Most fire deaths are related to the toxic combustion products generated by whatever is burning but they can often be remote from the seat of the fire, i.e. resulting from the transport of those gases through a building or structure in the smoky hot layers. A variety of toxic species are harmful to health, causing asphyxiation and irritancy, with carbon monoxide (CO) being a prime example. State-of-the-art computer simulation models have the capability of describing the movement of these toxic products, i.e. the fluid dynamics part of the problem, but remain incapable of accurately predicting the quantities generated - thus the source is missing. In order to extend the scope of fire safety engineering (FSE) methods, and provide more effective tools for practitioners, there is an urgent need for robust and well-validated methodologies which address the problem in its entirety, thus completing the chain and provided a true predictive capability. This will open the door to new applications, including fire forensics to assist in determining causes of fatalities, supporting and interpretation the results of full-scale fires tests (which are usually very expensive), and ultimately in building design, and could transform the application and exploitation of FSE methodologies.
It is essential that any such methodology can be effectively exploited by the fire community, so it must be undemanding computationally (so that it can be run on computers typically used by consultants) and must effectively accommodate the specific requirements of real-world fires, i.e. large-scale building scenarios involving a very broad range of lengthscales, and multiple and often complex fuel sources, where significant contributions to toxic products yields may arise both from complex formation processes in the gas phase and directly from the solid-phase, via pyrolysis of combustible boundary materials. In this project we developed and tested methods to achieve this, presenting the detailed outcomes at relevant conferences and publishing them in the relevant technical literature.

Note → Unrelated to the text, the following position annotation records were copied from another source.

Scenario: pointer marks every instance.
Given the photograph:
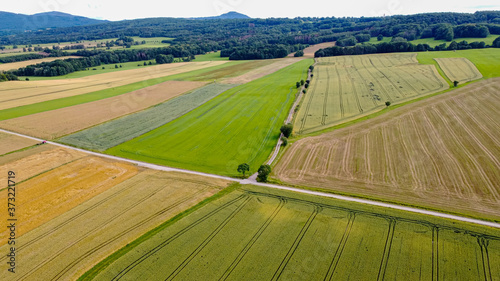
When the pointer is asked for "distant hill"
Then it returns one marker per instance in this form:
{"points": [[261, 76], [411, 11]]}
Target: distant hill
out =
{"points": [[230, 15], [14, 23]]}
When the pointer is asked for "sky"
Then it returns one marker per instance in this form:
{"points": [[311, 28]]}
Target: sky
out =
{"points": [[122, 9]]}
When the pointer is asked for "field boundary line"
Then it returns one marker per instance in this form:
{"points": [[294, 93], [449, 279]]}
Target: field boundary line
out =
{"points": [[175, 236], [252, 241], [283, 187], [207, 240], [296, 243]]}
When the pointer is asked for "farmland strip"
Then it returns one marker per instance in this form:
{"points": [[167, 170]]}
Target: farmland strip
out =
{"points": [[112, 239], [207, 240], [128, 268], [479, 169], [295, 244], [325, 101], [483, 244], [340, 248], [435, 253], [387, 250], [252, 241]]}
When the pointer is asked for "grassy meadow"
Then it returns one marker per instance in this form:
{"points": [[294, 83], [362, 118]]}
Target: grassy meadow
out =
{"points": [[241, 125], [292, 236]]}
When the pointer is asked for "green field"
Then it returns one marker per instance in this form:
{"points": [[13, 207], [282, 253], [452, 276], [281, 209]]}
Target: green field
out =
{"points": [[486, 60], [123, 129], [241, 125], [433, 43], [261, 234], [348, 87], [210, 57], [461, 70], [98, 70]]}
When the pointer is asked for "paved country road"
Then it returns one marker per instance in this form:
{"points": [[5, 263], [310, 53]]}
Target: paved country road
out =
{"points": [[253, 182]]}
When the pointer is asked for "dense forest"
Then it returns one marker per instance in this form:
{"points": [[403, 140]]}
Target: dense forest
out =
{"points": [[241, 39], [93, 58]]}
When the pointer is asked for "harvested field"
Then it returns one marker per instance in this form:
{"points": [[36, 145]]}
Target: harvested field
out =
{"points": [[347, 87], [16, 65], [123, 129], [459, 69], [60, 122], [37, 161], [67, 246], [261, 71], [309, 51], [258, 234], [29, 92], [12, 143], [442, 152], [53, 193]]}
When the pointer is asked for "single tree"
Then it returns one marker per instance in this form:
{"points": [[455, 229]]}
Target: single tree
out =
{"points": [[496, 43], [243, 168], [284, 141], [286, 130], [263, 173]]}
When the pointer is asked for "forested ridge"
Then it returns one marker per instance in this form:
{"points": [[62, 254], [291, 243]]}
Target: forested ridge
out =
{"points": [[244, 39]]}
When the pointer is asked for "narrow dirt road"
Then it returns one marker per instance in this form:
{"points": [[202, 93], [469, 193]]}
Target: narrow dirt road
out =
{"points": [[253, 182]]}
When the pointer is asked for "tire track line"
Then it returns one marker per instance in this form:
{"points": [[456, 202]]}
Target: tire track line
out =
{"points": [[177, 235], [325, 101], [486, 179], [463, 181], [252, 241], [338, 253], [112, 239], [207, 241], [483, 244], [435, 253], [296, 243], [387, 250], [435, 166], [413, 170]]}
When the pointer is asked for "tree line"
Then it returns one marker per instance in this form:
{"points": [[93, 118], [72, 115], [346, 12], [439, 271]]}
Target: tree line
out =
{"points": [[93, 58], [399, 46]]}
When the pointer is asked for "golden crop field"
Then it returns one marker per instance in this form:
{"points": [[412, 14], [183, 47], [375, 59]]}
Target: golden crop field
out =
{"points": [[18, 93], [54, 192], [32, 162], [12, 143], [459, 69], [68, 245], [347, 87], [443, 152], [262, 71], [63, 121], [16, 65]]}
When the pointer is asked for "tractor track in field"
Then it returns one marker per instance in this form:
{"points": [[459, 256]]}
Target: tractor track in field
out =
{"points": [[177, 235], [281, 187], [254, 239], [116, 237], [296, 243], [387, 250], [205, 242], [340, 248]]}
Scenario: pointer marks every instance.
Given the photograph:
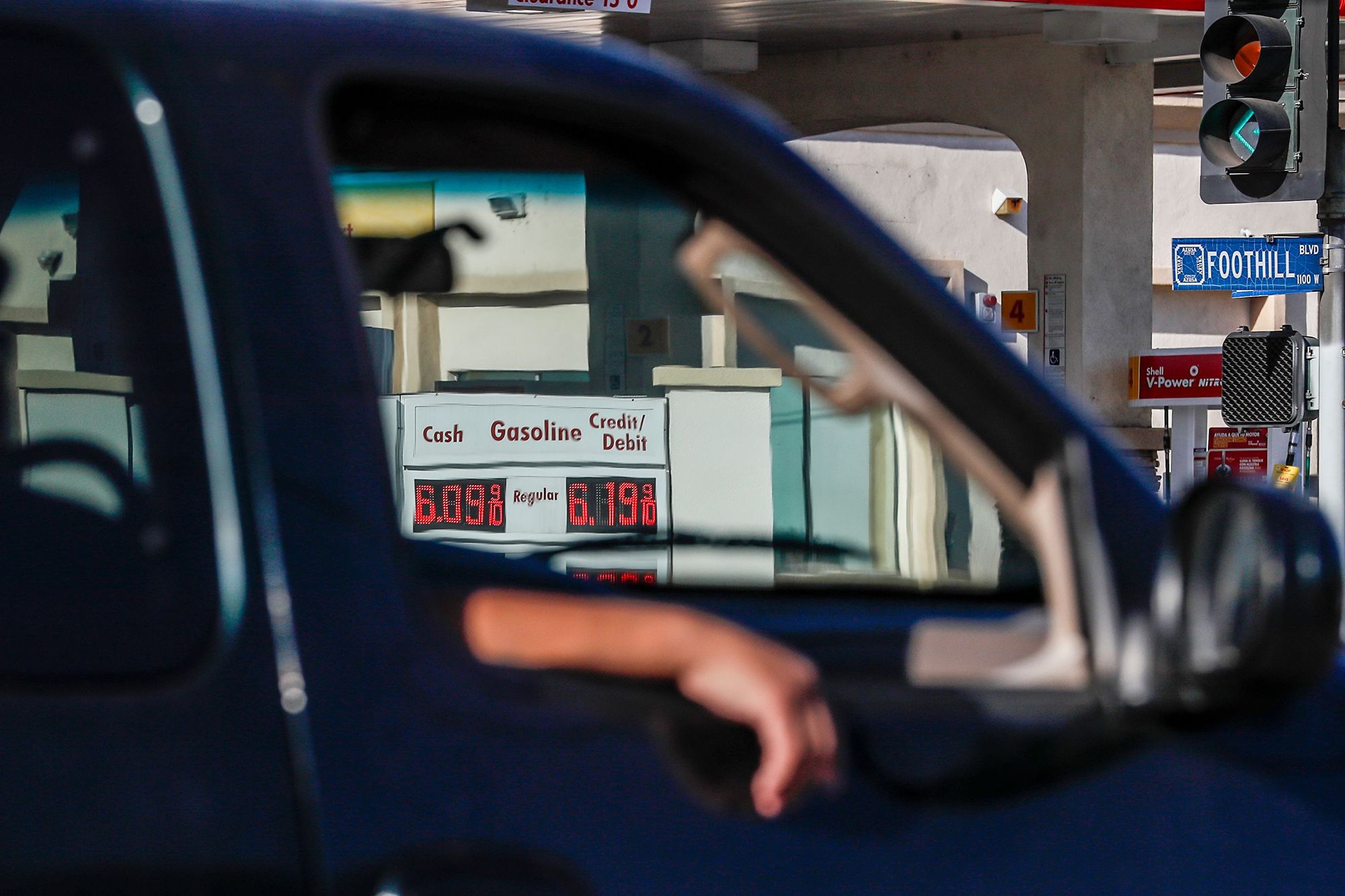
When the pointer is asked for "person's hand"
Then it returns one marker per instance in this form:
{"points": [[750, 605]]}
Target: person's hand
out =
{"points": [[750, 680]]}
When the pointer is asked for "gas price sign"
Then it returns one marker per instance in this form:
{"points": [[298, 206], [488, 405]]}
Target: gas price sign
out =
{"points": [[536, 503], [459, 503], [611, 503]]}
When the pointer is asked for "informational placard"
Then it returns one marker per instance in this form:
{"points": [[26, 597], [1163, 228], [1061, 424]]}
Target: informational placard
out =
{"points": [[586, 6], [1020, 311], [1257, 266], [535, 503], [445, 430], [1178, 377], [1054, 366], [1239, 454]]}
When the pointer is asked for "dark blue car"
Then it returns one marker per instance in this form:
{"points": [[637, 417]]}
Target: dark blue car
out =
{"points": [[317, 318]]}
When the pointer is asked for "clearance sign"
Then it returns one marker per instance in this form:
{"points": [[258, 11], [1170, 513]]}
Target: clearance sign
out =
{"points": [[1176, 377]]}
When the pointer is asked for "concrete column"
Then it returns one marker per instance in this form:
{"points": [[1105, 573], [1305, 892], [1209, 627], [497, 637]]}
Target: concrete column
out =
{"points": [[1086, 131]]}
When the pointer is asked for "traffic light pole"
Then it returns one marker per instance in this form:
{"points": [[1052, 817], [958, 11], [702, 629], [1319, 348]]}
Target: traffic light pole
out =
{"points": [[1331, 331]]}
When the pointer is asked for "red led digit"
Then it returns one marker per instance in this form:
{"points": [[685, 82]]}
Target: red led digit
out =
{"points": [[424, 505], [627, 494], [453, 503], [440, 505], [475, 499], [611, 502], [649, 506], [579, 505], [497, 506]]}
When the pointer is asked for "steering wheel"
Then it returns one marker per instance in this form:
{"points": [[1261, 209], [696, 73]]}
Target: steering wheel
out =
{"points": [[135, 512]]}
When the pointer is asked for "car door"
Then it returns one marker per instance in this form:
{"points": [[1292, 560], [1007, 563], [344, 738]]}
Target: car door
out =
{"points": [[143, 744], [945, 537], [568, 396]]}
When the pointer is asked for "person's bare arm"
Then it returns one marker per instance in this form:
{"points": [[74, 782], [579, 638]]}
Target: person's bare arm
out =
{"points": [[730, 670]]}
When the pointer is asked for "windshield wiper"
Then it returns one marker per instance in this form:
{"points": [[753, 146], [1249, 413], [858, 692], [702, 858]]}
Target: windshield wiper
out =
{"points": [[649, 540]]}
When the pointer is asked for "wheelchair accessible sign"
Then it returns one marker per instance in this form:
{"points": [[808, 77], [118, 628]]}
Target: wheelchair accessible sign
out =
{"points": [[1249, 266]]}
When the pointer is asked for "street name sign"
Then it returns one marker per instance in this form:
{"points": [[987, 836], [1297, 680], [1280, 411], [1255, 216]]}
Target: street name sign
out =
{"points": [[1261, 266]]}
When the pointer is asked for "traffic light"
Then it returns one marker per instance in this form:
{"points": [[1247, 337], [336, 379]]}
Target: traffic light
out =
{"points": [[1269, 378], [1270, 99]]}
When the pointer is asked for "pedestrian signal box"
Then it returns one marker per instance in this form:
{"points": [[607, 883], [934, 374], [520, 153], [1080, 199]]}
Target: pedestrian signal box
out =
{"points": [[1270, 100], [1269, 378]]}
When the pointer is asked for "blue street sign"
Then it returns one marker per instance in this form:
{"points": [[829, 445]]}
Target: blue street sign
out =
{"points": [[1257, 266]]}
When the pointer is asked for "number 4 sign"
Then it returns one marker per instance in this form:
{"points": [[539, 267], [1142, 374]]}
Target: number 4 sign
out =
{"points": [[1019, 311]]}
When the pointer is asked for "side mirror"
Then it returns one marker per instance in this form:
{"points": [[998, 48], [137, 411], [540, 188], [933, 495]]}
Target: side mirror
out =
{"points": [[1246, 607]]}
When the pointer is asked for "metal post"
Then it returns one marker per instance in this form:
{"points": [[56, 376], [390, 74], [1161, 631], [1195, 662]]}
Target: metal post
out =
{"points": [[1331, 421], [1331, 315]]}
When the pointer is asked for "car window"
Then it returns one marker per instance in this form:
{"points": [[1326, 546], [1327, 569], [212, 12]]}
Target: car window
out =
{"points": [[106, 563], [563, 389]]}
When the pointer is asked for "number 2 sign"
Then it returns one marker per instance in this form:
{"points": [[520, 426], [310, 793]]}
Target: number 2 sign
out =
{"points": [[1019, 311]]}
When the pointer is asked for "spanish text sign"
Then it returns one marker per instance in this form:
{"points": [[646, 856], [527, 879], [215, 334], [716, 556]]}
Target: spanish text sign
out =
{"points": [[1261, 266]]}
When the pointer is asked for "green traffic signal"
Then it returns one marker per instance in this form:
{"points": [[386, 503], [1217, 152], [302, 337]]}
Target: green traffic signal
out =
{"points": [[1246, 134]]}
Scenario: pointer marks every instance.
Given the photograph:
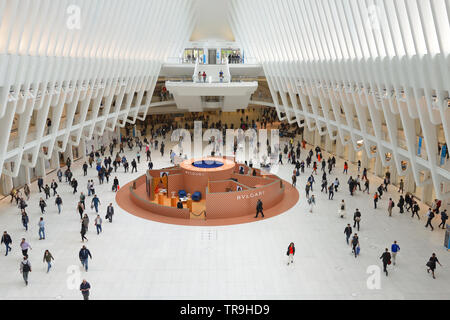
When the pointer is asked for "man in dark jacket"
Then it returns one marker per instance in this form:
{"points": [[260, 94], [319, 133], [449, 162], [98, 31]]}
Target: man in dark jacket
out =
{"points": [[348, 232], [444, 218], [356, 218], [85, 169], [40, 184], [430, 216], [386, 257], [84, 288], [84, 254], [109, 212], [6, 239], [259, 208]]}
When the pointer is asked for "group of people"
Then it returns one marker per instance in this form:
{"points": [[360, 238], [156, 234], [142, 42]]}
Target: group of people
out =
{"points": [[352, 239]]}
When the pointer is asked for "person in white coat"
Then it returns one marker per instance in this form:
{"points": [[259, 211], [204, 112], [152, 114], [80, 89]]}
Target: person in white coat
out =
{"points": [[341, 210]]}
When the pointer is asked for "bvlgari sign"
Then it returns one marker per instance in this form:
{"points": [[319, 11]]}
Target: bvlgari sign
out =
{"points": [[250, 195]]}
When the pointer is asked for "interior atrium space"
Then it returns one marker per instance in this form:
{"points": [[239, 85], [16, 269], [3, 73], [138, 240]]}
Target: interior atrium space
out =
{"points": [[224, 150]]}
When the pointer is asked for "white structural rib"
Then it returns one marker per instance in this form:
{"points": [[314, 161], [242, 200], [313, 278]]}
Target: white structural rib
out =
{"points": [[350, 65], [85, 64]]}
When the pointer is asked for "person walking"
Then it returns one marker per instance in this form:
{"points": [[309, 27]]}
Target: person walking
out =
{"points": [[355, 245], [401, 203], [415, 210], [41, 225], [348, 232], [58, 203], [25, 219], [366, 186], [85, 221], [95, 203], [48, 258], [84, 255], [83, 233], [390, 206], [74, 185], [330, 192], [312, 203], [6, 239], [386, 258], [98, 224], [430, 215], [54, 186], [25, 246], [395, 248], [109, 212], [444, 218], [25, 268], [356, 218], [431, 264], [290, 253], [80, 208], [26, 190], [400, 186], [375, 200], [259, 208], [42, 205], [341, 210], [84, 288]]}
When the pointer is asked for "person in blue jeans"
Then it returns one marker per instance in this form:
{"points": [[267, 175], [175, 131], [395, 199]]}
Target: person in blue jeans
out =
{"points": [[98, 224], [95, 202], [84, 256], [6, 239], [394, 249], [41, 225], [48, 258]]}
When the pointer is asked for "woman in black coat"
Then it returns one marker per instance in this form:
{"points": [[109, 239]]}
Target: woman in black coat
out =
{"points": [[290, 253]]}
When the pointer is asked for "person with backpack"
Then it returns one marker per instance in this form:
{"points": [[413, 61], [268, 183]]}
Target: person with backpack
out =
{"points": [[395, 248], [444, 218], [415, 210], [84, 288], [375, 200], [259, 208], [25, 220], [95, 203], [311, 202], [386, 258], [25, 246], [98, 224], [109, 212], [391, 205], [84, 255], [430, 215], [355, 245], [41, 225], [48, 258], [356, 218], [348, 232], [431, 264], [54, 186], [58, 202], [401, 203], [6, 239], [290, 253], [25, 268], [42, 205], [341, 210]]}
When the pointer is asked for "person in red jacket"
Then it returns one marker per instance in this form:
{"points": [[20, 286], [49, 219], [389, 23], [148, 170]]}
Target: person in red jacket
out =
{"points": [[290, 253]]}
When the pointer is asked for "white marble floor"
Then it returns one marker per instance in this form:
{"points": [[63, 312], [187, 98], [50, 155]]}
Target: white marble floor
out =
{"points": [[138, 259]]}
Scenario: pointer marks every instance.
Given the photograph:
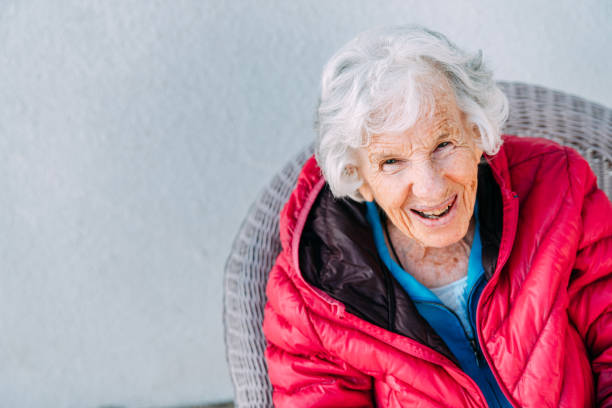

Novel approaches for predicting CO production in compartment fires were explored and compared. In order to be of practical benefit, the computational methods must be relatively undemanding (so that they can be run on computers typically used by practitioners) and must effectively accommodate the specific requirements of real-world fires, i.e. large-scale building scenarios involving a very broad range of geometrical scales, and multiple and often complex fuel sources, and where significant contributions to toxic products yields may arise both from complex formation processes in the gas phase and directly from the solid phase, via pyrolysis of combustible boundary materials. We therefore adopted an approach which sought to compute the carbon monoxide concentrations by solution of a single additional expression for the reaction, this being drawn from the literature on simplified reaction mechanisms for oxidation of hydrocarbon fuels in flames. In addition a more demanding method was tested derived from the "flamelet" technique, where the complex gas-phase chemistry is precomputed in advance of the fire simulation analysis. The models were tested against relevant experimental data from scenarios where fires were monitoring in oxygen-starved conditions in compartments of various sizes. Valuable insights were gained into the performance capabilities of the different approaches. The results are strongly affected by the generality of the kinetic scheme adopted. A detailed review of alternative approaches has been published within a textbook on "Fire toxicity" (eds. Hull & Stec, Woodhead Publishing, 2010).